If it's b. you need a column Deleted? in name_id and a last step
4 . set Deleted? = Y where name not in table_original
and 2. would exclude Deleted? = Y records.
You could also do the same thing without the name_id table based on the logic that the only thing you need from table_old is the name - ID links. Everything else you need is in table_new,
This works in Informix and gives exactly the display you require. Same or similar should work in MySQL, one would think. The trick here is to get the union of all names into a temp table and left join on that so that the values from the other two can be compared.
SELECT DISTINCT name FROM old
UNION
SELECT DISTINCT name FROM new
INTO TEMP _tmp;
SELECT
CASE WHEN b.name IS NULL THEN ''
ELSE aa.name
END AS name,
CASE WHEN b.version IS NULL THEN ''
WHEN a.version = b.version THEN a.version
ELSE b.version
END AS version,
CASE WHEN a.status = b.status THEN a.status
WHEN b.status IS NULL THEN ''
ELSE b.status
END AS status,
CASE WHEN a.lastupdate = b.lastupdate THEN a.lastupdate
WHEN b.lastupdate IS NULL THEN null
ELSE b.lastupdate
END AS lastupdate,
CASE WHEN a.name IS NULL THEN '#new_added'
WHEN b.name IS NULL THEN '#' || aa.name || ' entry deleted'
WHEN a.version b.version THEN '#version_updated'
WHEN a.status b.status THEN '#status_updated'
ELSE ''
END AS change
FROM _tmp aa
LEFT JOIN old a
ON a.name = aa.name
LEFT JOIN new b
ON b.name = aa.name;
a drafted approach, I have no idea if it works fine......
CREATE TRIGGER auto_next_id
AFTER INSERT ON table FOR EACH ROW
BEGIN
UPDATE table SET uid = max(uid) + 1 ;
END;
If I understood well what you need based on the comments in the two tables, I think you can simplify a lot your problem if you don't merge or update the old table because what you need is table new with the IDs in table old when they exist and new IDs when they do not exist, right?

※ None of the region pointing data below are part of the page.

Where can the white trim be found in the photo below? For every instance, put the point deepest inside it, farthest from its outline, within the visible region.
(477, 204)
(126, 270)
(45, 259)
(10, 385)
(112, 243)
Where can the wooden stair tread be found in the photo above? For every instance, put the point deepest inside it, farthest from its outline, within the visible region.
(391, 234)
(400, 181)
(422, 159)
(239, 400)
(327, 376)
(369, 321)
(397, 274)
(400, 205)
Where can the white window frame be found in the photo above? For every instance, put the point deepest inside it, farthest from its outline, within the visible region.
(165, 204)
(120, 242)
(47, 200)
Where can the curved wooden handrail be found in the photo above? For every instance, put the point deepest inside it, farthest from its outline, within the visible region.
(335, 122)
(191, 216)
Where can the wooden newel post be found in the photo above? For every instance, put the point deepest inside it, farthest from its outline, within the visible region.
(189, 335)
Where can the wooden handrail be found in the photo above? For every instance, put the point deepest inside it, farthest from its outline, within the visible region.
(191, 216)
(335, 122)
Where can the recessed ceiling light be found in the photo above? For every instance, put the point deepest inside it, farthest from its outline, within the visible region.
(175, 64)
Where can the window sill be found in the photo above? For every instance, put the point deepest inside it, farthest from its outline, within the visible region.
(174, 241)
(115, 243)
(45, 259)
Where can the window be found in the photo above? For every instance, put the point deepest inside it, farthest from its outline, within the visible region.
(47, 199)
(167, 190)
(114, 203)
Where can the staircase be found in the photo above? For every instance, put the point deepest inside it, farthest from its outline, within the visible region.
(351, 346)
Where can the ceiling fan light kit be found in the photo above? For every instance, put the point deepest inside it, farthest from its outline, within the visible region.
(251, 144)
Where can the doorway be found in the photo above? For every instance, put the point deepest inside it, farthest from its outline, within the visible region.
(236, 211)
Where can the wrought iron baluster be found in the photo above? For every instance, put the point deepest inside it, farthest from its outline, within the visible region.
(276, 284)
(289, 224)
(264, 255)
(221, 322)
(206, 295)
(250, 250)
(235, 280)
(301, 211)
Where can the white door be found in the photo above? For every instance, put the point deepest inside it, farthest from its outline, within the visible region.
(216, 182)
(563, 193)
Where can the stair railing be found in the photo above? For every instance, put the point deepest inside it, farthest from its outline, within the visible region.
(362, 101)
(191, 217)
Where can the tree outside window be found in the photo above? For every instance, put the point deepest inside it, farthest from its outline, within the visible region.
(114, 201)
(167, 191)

New records: table new has the new records already - OK (but they need a new ID)
Deleted Records: they are not in table new - OK
Updated Records: already updated in table new - OK (need to copy ID from table old)

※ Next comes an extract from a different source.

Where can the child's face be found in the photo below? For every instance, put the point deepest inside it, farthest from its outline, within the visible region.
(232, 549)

Unmodified records: already in table new - OK (need to copy ID from table old)
So the only thing you need to do is to:
(a) copy the IDs from table old to table new when they exist
(b) create new IDs in table new when they do not exist in table old
(c) copy table new to table old.
(a) UPDATE new SET ID = IFNULL((SELECT ID FROM old WHERE new.name = old.name),0);
(b) UPDATE new SET ID = FUNCTION_TO GENERATE_ID(new.name) WHERE ID = 0;
(c) Drop table old;
CREATE TABLE old (select * from new);
As I don't know which SQL database you are using, in (b) you can use an sql function to generate the unique id depending on the database. With SQL Server, newid(), With postgresql (not too old versions), now() seems a good choice as its precision looks sufficient (but not in other databases as MySQL for example as I think the precision is limited to seconds)

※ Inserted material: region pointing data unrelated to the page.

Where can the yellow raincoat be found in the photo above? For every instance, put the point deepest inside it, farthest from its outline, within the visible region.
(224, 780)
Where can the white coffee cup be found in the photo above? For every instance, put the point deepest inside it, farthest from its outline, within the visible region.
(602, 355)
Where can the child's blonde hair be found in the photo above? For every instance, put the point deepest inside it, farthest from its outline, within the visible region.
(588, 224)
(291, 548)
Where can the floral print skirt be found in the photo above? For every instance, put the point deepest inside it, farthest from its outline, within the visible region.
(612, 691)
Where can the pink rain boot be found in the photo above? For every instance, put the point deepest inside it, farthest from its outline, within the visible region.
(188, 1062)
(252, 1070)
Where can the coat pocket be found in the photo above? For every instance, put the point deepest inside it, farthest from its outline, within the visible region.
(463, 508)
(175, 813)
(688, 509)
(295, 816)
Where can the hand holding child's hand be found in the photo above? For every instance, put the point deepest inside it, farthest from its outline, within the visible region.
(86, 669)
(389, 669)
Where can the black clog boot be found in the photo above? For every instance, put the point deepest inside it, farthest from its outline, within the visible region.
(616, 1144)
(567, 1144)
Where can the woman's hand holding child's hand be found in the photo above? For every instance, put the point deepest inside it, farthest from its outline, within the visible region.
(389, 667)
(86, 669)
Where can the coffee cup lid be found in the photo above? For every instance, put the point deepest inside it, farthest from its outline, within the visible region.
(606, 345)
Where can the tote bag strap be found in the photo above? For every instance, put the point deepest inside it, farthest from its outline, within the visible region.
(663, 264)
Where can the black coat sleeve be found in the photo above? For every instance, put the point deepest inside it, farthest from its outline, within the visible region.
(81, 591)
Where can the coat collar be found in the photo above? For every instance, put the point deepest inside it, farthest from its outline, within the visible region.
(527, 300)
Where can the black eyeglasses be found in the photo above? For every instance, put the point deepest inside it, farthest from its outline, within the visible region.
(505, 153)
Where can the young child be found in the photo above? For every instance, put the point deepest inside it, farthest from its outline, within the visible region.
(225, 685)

Edit: Sorry, I hadn't seen you're using sqlite and python. In this case you can use str(uuid.uuid4()) function (uuid module) in python to generate the uuid and fill the ID in new table where ID = 0 in step (b). This way you'll be able to join 2 independent databases if needed without conflicts on the IDs.
Why don't you use a UUID for this? Generate it once for a plug-in, and incorporate/keep it into the plug-in, not into the DB. Now that you mention python, here's how to generate it:
import uuid
UID = str(uuid.uuid4()) # this will yield new UUID string
Sure it does not guarantee global uniqueness, but chances you get the same string in your project is pretty low.